Inflection of numerals in spoken language


New Member
Moi kaikki!

So, as I have learned, the inflection of Finnish numerals is quite complicated because every part of the number needs to be inflected.

For example:

35 persons: kolmekymmentäviisi henkeä

when adding "for", it becomes

for 35 persons: kolmellekymmenelleviidelle hengelle

However, regarding the tendency of Finns to shorten their words a lot when speaking colloquially, I wonder how this is dealt with in puhekieli.
I suppose the number 35 should be pronounced by most persons like "kolmkytviis", so how would a person say "for 35 persons" in a shorter way? Do really all parts of the number get inflected in everyday language, too?
  • Kristoffer71

    New Member
    35 is usually shortened kolkytviis, but "for 35" but I would actually say kolmellekymmenelleviidelle. How about the rest of you Finns? Do any of you shorten this? But in any case we wouldn't generally write that. In writing it would be for example "35 ihmiselle".
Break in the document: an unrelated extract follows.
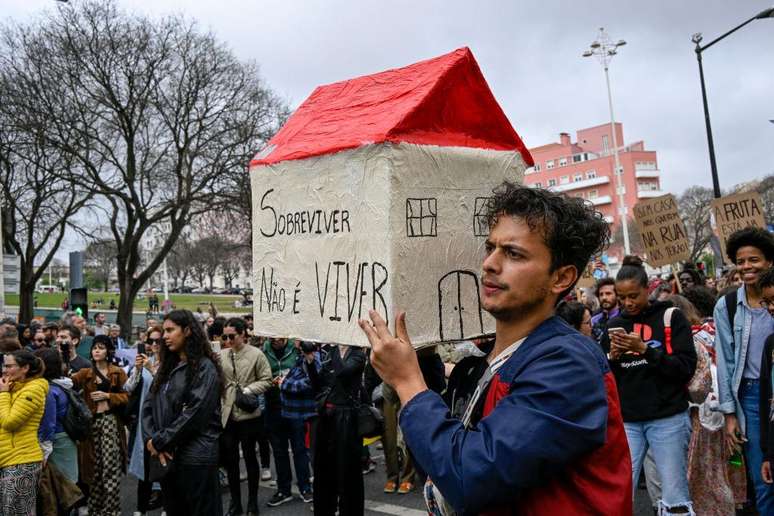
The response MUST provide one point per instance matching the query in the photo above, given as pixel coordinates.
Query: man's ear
(564, 278)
    And when we write the thirty fifth it would be with a period as in 35.
    So this one would be spoken as kolmaskymmenesviides
    Last edited:

    Maunulan Pappa

    For my part, I often say e.g. kolkytviidelle, i.e., I only conjugate the last part of the numeral. To say "for 135" in Finnish, I would say sadallekolkytviidelle :D

    One can also try to find a way to circumvent the problem of long, clumsy ordinals. You can, for example, say "hän tuli sijalle 135" instead of "hän tuli sadanneksikolmanneksikymmenenneksiviidenneksi". :eek:

    But all this depends on the situation, the degree of formality, etc.


    Senior Member
    As already stated, we sometimes use another case to avoid long words. For example, if we serve coffee in a meeting and we talk about the number of the cups, we can say:
    A: Monelle mä laitan?
    B: 35 (kolkytviis) on tulossa.
    [instead of: kolmellekymmenelleviidelle]


    New Member
    Finnish :(
    Interesting replies, I would most definitely say"kolmelkymmenelviidel", definitely not "kolmellekymmenelleviidelle" and kolkytviidelle sounds very weird to me too, since it combines informal and formal language.